Blackland Radio 66.6 (stylized as BLVCKLVND RVDIX 66.6 (1991)) is a mixtape by American rapper SpaceGhostPurrp. It was self-released on May 1, 2011, and re-released in February 2017, by Yeah We On Entertainment. The majority of the mixtape is self-produced, and features guest production and vocals from Lil Ugly Mane, Main Attrakionz, Supa Sortahuman, and J.K. the Reaper. The artwork was created by Lil Ugly Mane and Chino Amobi.

Background 
The mixtape pays homage to the hip hop scene of the 1990s. One of the influences for the album is the hip hop group Three 6 Mafia, which can be heard in the songs "Suck a Nigga Dick for 2011" and "Pheel tha Phonk 1990", and on its cover which was based on the classical Memphis Pen and Pixel style of covers. It features chopped and screwed vocals in some tracks along with game and movie samples such as Mortal Kombat screams and Godzilla sound effects which creates an experimental ambience throughout the mixtape.  Themes on this Mixtape stem from sex to drug abuse, while doing so, over Lo-Fi, trap instrumentals.  Spaceghostpurrp uses Southern Slang throughout the whole album while using extremely vulgar lyrics.

Reception
Blackland Radio 66.6 had a limited acclaim therefore obtaining sparse reviews. Brandon Soderberg of Pitchfork, rated the mixtape 7.1 rating out of 10, stating "Blvcklvnd Rvdix 66.6 (1991) is a mess of Three 6 Mafia-chanting, woozy Wu-Tang loops, DJ Screw wheeze, and Mortal Kombat and Godzilla sound effects, all paired with an off-the-dome rapping style that's equal parts Lil Wayne and Lil B".

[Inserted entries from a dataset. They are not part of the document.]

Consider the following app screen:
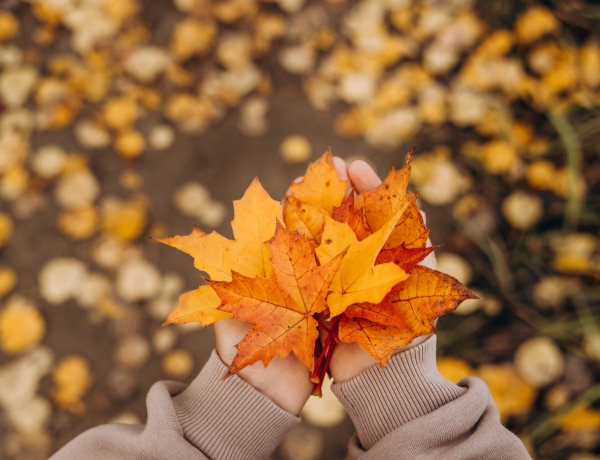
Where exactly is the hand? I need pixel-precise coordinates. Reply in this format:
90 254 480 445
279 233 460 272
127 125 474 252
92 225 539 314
215 319 314 415
329 158 437 382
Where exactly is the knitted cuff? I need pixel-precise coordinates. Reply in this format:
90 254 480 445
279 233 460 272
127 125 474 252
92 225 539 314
332 335 466 450
173 351 300 459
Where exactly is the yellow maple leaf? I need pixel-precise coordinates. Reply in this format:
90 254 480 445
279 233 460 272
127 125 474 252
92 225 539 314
315 205 408 316
289 150 348 215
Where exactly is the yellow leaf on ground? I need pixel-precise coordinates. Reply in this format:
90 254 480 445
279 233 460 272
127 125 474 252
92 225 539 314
0 297 46 355
51 355 93 415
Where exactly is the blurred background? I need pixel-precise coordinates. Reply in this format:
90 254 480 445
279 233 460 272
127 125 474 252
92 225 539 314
0 0 600 460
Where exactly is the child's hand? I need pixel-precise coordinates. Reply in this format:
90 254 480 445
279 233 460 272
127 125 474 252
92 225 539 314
215 319 313 414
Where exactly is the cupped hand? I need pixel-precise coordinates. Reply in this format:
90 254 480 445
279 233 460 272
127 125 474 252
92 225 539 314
329 158 437 382
215 318 314 415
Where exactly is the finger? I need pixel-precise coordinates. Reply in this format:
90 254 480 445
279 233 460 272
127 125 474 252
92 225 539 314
348 160 381 193
333 157 352 198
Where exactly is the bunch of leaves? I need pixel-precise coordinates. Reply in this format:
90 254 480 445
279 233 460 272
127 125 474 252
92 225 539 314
160 151 474 393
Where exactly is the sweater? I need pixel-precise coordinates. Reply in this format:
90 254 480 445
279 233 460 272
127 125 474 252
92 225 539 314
51 336 530 460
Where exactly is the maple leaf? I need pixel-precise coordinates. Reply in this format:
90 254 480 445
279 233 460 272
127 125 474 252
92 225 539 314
158 179 281 281
209 224 344 373
289 149 348 215
331 193 373 241
375 244 439 272
338 316 415 367
283 195 329 244
357 150 412 235
163 285 232 326
338 265 477 367
158 179 281 326
315 208 408 317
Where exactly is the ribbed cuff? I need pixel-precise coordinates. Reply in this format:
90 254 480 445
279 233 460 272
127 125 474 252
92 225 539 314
332 335 466 450
173 351 300 460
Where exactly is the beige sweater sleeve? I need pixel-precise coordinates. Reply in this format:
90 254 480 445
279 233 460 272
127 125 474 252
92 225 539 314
332 336 530 460
51 352 300 460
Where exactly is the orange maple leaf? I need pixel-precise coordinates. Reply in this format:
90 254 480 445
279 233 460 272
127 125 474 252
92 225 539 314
158 179 281 326
160 151 475 391
315 208 408 316
338 265 477 367
289 149 348 215
209 224 344 373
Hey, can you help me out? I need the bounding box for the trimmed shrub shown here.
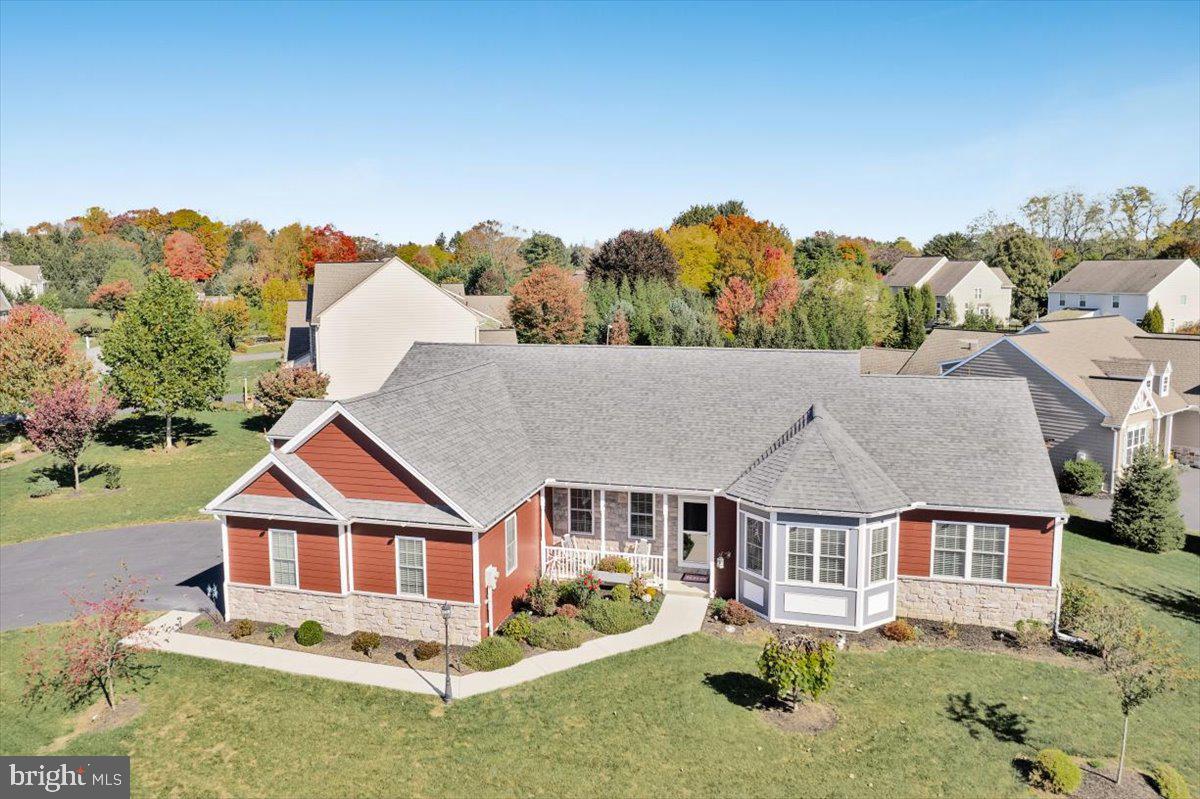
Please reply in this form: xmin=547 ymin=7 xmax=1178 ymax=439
xmin=350 ymin=630 xmax=383 ymax=657
xmin=581 ymin=600 xmax=646 ymax=636
xmin=29 ymin=475 xmax=59 ymax=499
xmin=1058 ymin=579 xmax=1100 ymax=632
xmin=721 ymin=600 xmax=757 ymax=627
xmin=880 ymin=619 xmax=917 ymax=643
xmin=595 ymin=555 xmax=634 ymax=575
xmin=1030 ymin=749 xmax=1084 ymax=795
xmin=1058 ymin=461 xmax=1104 ymax=497
xmin=104 ymin=463 xmax=121 ymax=491
xmin=296 ymin=619 xmax=325 ymax=647
xmin=1015 ymin=619 xmax=1054 ymax=649
xmin=524 ymin=577 xmax=558 ymax=615
xmin=527 ymin=615 xmax=588 ymax=649
xmin=413 ymin=641 xmax=442 ymax=660
xmin=1150 ymin=763 xmax=1192 ymax=799
xmin=498 ymin=613 xmax=533 ymax=641
xmin=462 ymin=636 xmax=521 ymax=672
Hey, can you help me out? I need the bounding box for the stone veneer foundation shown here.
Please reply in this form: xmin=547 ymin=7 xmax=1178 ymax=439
xmin=226 ymin=585 xmax=479 ymax=645
xmin=896 ymin=577 xmax=1058 ymax=630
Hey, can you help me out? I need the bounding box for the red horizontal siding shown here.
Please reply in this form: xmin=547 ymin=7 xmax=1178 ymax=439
xmin=896 ymin=510 xmax=1055 ymax=585
xmin=350 ymin=524 xmax=475 ymax=602
xmin=296 ymin=417 xmax=440 ymax=505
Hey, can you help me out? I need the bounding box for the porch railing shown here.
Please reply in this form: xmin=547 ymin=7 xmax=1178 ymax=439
xmin=545 ymin=547 xmax=667 ymax=587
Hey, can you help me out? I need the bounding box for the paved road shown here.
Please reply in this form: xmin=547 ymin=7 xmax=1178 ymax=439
xmin=1068 ymin=469 xmax=1200 ymax=530
xmin=0 ymin=521 xmax=222 ymax=630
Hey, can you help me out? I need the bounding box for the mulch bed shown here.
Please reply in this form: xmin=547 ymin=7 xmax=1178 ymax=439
xmin=180 ymin=615 xmax=480 ymax=674
xmin=703 ymin=609 xmax=1093 ymax=667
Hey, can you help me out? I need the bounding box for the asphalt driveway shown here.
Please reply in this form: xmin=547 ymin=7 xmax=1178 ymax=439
xmin=0 ymin=521 xmax=222 ymax=630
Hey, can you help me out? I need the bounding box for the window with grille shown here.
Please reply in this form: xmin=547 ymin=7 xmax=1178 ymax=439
xmin=570 ymin=488 xmax=592 ymax=535
xmin=396 ymin=535 xmax=425 ymax=596
xmin=871 ymin=527 xmax=890 ymax=583
xmin=504 ymin=513 xmax=517 ymax=577
xmin=271 ymin=530 xmax=300 ymax=588
xmin=787 ymin=527 xmax=816 ymax=583
xmin=629 ymin=493 xmax=654 ymax=539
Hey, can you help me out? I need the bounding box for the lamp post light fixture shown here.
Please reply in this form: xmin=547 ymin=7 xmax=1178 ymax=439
xmin=442 ymin=602 xmax=454 ymax=704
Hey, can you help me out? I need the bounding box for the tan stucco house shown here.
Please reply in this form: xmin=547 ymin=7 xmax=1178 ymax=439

Sputnik Music provided a favourable 4.0 out 5. The Miami New Times recognized Blackland Radio 66.6 in its Miami's Ten Best Local Albums, EPs, and Mixtapes of 2011 article, with an in-depth review stating, "The Carol City boy takes his raw rap style to the next dimension with touches of horrorcore, dabbling songs with a feminine screech and a Vincent Price-like laugh. He even gets barebones experimental, leaving hardly a beat on his track Get Yah Head Bust."

Track listing

Sample credits
Information adapted from WhoSampled.

 "Pheel tha Phonk" contains a sample of "Late Night Tip" by Three 6 Mafia.
 "Legend of the East Pyramyds " contains a sample of "Strangers" by Portishead.
 "Tha Real" contains a sample of "Tha Muthaphukkin Real" by Eazy-E featuring MC Ren.
 "Fuck tha Goldiggaz" contains a sample of "Against All Odds" by Makaveli.
 "Captain Planet " contains samples of "Remote Viewing" by Tangerine Dream
 "Underground" contains samples of "Zombie 2 Main Theme" by Zombi 2.
 "Get Yah Head Bust " contains a sample of "Soul Chamber" by Dan Forden.